Читать книгу «Прямо и наискосок» онлайн полностью📖 — Виктора Брусницина — MyBook.
cover

«Виноват», – негодовал Андрей, и Светлана удивлялась:

– Цел же! Что еще?!

Пошли тухлые, последовательные будни. Нога беспощадно болела, но Андрей долго не шел в больницу, томимый великим нежеланием попасть в стационар. Когда приспичило и все-таки решился, врач, пожилой, похожий на замерзшего воробья еврей, зловеще намекнул:

– Нерв перебит.

Можно ли его восстановить или заменить, не сообщил.

Впрочем, на капитальное лечение в больнице не настаивали. Назначили терпимые процедуры. Но посещение стоянки, тем более частое, само собой исключалось. Андрей почувствовал знакомый привкус хандры.

Помимо того, Петя окончательно потерял голову и ничего кроме «сказки» перед собой не видел. Он начал тратить несусветные суммы (укатил, к примеру, с Юлей на неделю в Сочи), принялся обедать в ресторанах. И без того утлая казна опустела. На выволочки Андрея Петька испуганно хлопал глазами и просил ссуды под какие-то гротесковые гарантии.

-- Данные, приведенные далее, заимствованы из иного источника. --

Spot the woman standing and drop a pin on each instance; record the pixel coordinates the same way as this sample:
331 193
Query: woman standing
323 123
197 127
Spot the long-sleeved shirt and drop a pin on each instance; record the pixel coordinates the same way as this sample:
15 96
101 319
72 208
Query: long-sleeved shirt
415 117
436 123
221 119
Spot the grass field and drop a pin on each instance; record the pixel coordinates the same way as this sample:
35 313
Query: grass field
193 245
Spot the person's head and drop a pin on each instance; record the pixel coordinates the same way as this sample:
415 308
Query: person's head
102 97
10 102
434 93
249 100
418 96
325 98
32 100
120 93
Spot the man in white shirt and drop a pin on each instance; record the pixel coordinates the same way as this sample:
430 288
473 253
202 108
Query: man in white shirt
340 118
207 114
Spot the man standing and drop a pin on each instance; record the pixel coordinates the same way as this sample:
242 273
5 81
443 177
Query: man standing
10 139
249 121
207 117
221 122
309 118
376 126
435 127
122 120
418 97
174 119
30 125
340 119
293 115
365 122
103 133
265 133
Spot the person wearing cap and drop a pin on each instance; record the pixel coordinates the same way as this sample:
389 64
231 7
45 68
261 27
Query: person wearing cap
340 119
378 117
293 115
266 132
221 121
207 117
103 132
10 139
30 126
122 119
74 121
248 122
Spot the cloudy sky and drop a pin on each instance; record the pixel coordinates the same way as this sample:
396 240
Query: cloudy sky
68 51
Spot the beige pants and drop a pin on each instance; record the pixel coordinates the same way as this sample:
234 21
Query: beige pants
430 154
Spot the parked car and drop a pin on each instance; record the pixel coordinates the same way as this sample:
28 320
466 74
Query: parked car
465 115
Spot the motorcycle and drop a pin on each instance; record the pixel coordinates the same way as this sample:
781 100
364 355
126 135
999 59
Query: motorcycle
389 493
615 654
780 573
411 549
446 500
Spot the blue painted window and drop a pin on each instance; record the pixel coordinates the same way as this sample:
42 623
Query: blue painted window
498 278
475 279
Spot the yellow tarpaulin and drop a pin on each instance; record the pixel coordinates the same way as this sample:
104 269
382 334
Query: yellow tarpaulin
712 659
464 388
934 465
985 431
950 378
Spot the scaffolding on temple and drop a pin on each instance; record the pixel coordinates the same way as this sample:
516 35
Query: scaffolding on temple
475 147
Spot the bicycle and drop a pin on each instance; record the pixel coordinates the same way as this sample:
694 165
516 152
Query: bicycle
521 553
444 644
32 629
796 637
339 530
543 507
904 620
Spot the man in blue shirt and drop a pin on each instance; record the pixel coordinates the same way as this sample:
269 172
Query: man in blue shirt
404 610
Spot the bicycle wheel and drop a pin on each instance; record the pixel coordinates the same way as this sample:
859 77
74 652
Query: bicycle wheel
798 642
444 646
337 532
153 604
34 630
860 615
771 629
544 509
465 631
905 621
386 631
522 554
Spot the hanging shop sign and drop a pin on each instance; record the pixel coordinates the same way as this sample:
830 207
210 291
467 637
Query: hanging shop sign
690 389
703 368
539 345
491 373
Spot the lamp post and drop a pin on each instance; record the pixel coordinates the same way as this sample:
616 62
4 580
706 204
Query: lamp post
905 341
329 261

Уж нечем стало платить сторожам, молодые ребята ушли. Наняли каких-то забубенных стариков, которые, увидев невнимание со стороны хозяев, попросту опускали плату с клиентов в свой карман. Налоги платить стало нечем. Когда Андрей несколько оправился и попытался что-то восстановить, процесс оказался необратимым.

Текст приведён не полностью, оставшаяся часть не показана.